One (Or Maybe Two) Cheers for Cincinnati

MLewyn's picture

A recent article in New Geography points out that some of his friends who feel priced out of San Francisco have moved to Rust Belt cities like Cincinnati.  Given all the wonderful historic neighborhoods of Cincinnati or Kansas City or similar cities, why would anyone live in New York or San Francisco instead?

I cheerfully concede that for many people, Rust Belt cities are easier to live in, especially if you have the kind of job that can be performed anywhere and share the religious or cultural preferences of the average person.  Admittedly, many Rust Belt cities are more dangerous than New York; for example, Cincinnati had 15 murders per 100,000 people in 2012 (three times the murder rate of New York0.  But if you can take advantage of the low cost of Rust Belt housing to live in one of the city's better neighborhoods, this difference arguably need not concern you. 

But the more unusual your career or tastes are, the more you benefit from being in a bigger, more diverse city.

I wrill write about myself as an example.  Ideally, I would be in a place with A) some sort of traditional Jewish life (by which I mean, at the very minimum, an Orthodox or at least Conservative synagogue) B) in a non-car-dominated part of town so I won't have to drive to work (or better yet, won't have to own a car at all), and preferably C) with enough traditional Jewish life that I have a minimal pool of ideologically appropriate Jewish women to date. 

Rust Belt cities of Cincinnati's size rarely flunk element A (though smaller cities often do).  But the suburbanization of the middle class (and thus of the Jewish population) creates big problems on elements B and C.  In Kansas City, for example, the only relatively traditional Jewish congregation meets just once a month, and the suburban congregations are all in Overland Park and Leawood, Kansas, two suburbs where buses only run 9-5 (and not at all on weekends).  So Kansas City doesn't do well on element B.  (Cincinnati is a little better but not much: the only intown option is a Chabad House oriented towards University of Cincinnati students, which means that most of the city's neighborhoods aren't within walking distance of anything Jewish- kind of a big deal if you follow the Jewish tradition of walking to synagogue).  And in a Kansas City or a similar city, the Jewish dating pool will not only be very small but very suburban, so you had better plan to do a lot of driving to the suburbs.  So element C is problematic in Kansas City as well, and I suspect in other cities of comparable size. 
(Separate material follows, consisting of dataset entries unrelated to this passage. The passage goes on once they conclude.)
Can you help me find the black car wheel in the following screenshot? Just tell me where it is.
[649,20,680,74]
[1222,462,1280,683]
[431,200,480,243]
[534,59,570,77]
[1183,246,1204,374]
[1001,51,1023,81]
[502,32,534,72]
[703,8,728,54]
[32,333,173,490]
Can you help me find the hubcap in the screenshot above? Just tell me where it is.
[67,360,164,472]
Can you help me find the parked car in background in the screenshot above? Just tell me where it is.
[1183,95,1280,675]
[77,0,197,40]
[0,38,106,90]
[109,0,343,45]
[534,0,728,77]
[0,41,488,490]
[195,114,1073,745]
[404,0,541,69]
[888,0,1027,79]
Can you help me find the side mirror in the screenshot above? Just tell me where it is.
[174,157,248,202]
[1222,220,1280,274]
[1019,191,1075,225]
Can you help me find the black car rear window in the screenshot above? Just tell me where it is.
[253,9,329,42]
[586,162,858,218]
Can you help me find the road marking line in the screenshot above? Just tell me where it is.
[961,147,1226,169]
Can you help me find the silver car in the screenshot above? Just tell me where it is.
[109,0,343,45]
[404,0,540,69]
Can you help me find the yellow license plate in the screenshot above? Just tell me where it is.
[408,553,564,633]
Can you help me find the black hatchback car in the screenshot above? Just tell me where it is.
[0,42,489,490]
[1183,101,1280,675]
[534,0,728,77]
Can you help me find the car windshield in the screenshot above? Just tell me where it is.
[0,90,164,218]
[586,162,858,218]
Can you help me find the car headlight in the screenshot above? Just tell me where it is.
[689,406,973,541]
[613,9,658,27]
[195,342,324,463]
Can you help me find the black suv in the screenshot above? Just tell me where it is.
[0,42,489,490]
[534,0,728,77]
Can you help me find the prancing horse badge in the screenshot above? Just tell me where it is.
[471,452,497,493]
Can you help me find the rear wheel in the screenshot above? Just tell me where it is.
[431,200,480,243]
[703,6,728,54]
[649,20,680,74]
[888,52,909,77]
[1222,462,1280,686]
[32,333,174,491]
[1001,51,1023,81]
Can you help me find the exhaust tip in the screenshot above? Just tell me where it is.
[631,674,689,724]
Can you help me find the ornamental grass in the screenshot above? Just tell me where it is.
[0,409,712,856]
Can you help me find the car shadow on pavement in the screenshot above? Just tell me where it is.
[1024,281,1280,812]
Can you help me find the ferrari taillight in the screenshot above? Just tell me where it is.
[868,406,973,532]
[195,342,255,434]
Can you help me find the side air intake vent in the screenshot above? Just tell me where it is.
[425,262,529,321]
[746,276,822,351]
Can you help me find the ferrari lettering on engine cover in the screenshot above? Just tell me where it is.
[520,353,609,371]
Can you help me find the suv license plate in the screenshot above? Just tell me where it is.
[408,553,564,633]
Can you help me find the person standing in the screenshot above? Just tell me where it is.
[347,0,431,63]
By contrast, in New York there are more Jews (and especially more single Jews) than anywhere else in the United States- so New York is the best possible place for A, B and C.  So for me personally, it might be worth giving up a few hundred square feet in order to live in New York.  (I note that some relatively affordable cities have much bigger and more urbanized Jewish communities than Cincinnati and Kansas City; for example, Pittsburgh's considerable Jewish community is centered in the intown Squirrel Hill neighborhood). 

Similarly, there are some occupations that don't exist in Cincinnati to the extent that they do in New York.  To take one exotic example, I went to and looked up furriers.  I found only half a dozen in Cincinnati, and over 200 in Manhattan alone (and of course more in the outer boroughs).  So if selling deceased animals is your line of work, Cincinnati is not for you.   I then looked up actors (which primarily seems to mean listings of acting coaches): I found only three or four within the city limits of Cincinnati, and over 100 in New York. 

On the other hand, if your professional and religious life is such that you can be equally happy anywhere (say, if you are a Methodist dentist) the advantages of New York are much wobblier.  But then again, so are the advantages of Cincinnati.  Why live in either New York or Cincinnati when you can live in a real small town, living as cheaply as in Cincinnati without having to worry about that city's urban ills?  The issue of small-town competition illustrates the real weakness of the claim that you should live in the most affordable place: there are so many affordable places that even if Rust Belt City X looks like a good deal next to San Francisco or New York, it may not look like such a bargain compared to the thousands of cheaper, safer small cities out there.